Karen Wilson, associate superintendent for finance, said next week’s sale begins the district’s 10-year program to replace 12 aging schools that were built between 1938 and 1967. The district’s enrollment has plateaued at about 32,000. Wilson said officials expect the student population to remain cyclical with the ebbs and flows of the nearly built-out community’s population.
“We certainly felt with interest rates where they are and the significant needs of the district it made sense to get this sale done and start using proceeds as quickly as possible to let contracts and get these schools open in time for the 2009-2010 school year,” she said.
Proceeds will fund replacement of two elementary schools, acquisition of 85 new buses, and upgrades to technology and safety and security across the district.
Wilson said November’s bond package was the first passed in the district since 1999.
“We fixed some variable-rate debt about a year ago through a negotiated sale and that worked very well for the district,” she said. “Our board and administration invite competition ... and if we’re going to do a competitive sale, we felt now is an advantageous time to do that.

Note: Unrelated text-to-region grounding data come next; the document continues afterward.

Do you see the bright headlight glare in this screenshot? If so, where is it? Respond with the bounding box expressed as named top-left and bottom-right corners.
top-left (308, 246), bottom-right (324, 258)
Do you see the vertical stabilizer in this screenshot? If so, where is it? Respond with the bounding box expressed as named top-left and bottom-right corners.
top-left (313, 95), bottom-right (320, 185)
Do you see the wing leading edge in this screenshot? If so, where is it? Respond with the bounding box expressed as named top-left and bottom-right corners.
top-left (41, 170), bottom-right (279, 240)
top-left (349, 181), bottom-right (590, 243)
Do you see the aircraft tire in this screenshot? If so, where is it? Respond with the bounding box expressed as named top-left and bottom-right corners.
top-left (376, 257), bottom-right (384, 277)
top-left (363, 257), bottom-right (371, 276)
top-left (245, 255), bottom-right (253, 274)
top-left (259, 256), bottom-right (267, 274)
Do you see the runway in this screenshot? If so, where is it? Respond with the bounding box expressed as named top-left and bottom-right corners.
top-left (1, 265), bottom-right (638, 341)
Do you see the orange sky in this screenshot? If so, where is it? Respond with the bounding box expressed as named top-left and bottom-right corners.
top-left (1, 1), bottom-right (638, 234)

Hopefully the bond market will cooperate and insure we secure the best rate for our community’s taxpayers.”
“We had an extensive facilities study that was looked at by 60 to 80 people in our community and we have another 60 folks in our bond oversight committee,” Wilson said. “This sale is is really the culmination of two years of planning and hard work.”
Standard & Poor’s assigned a AA underlying rating to the sale, citing the district’s desirable location in the Houston area, experienced financial management team, and strong support for the bond program.
Analysts said the taxable-assessed value of the district increased by 19% the past five years to $14.8 billion for fiscal 2008. Officials have increased the general-fund balance for five consecutive years to $62 million. The district sends a sizable portion of its property taxes back to the state under the so-called Robin Hood school financing system.
Moody’s Investors Service assigned its Aa2 underlying rating on the school system’s “large, mostly residential tax base, moderately elevated but manageable debt position, and well-maintained financial operations.”
The bonds, which are structured as serials reaching final maturity in 2038, also will be backed by Texas’ triple-A rated Permanent School Fund.
The Spring Branch ISD is selling debt ahead of other Houston-area districts that had enormous bond packages approved last fall.
In addition to Spring Branch, voters in and around the nation’s fourth-largest city approved more than $2.6 billion of school bonds in November and another $800 million of debt for Harris County.
The Houston International School District has a $400 million bond sale ready to go, but it awaits a ruling from the state attorney general’s office on the validity of the election due to lawsuits brought against the district.
Standard & Poor’s upgraded the HISD to AA-plus ahead of the sale, citing an expanding economy and strong financial-management practices. It is just the second Texas school district to reach the AA-plus category. There are no triple-A rated districts in the Lone Star state, although most school debt carries the highest rating due to the guilt-edged PSF.
Voters in suburban Cypress-Fairbanks Independent School District authorized $807 million in November for 13 new campuses and land acquisition for 10 more schools among other needs.
Cy-Fair ISD, located northwest of Houston, has yet to issue any of those bonds.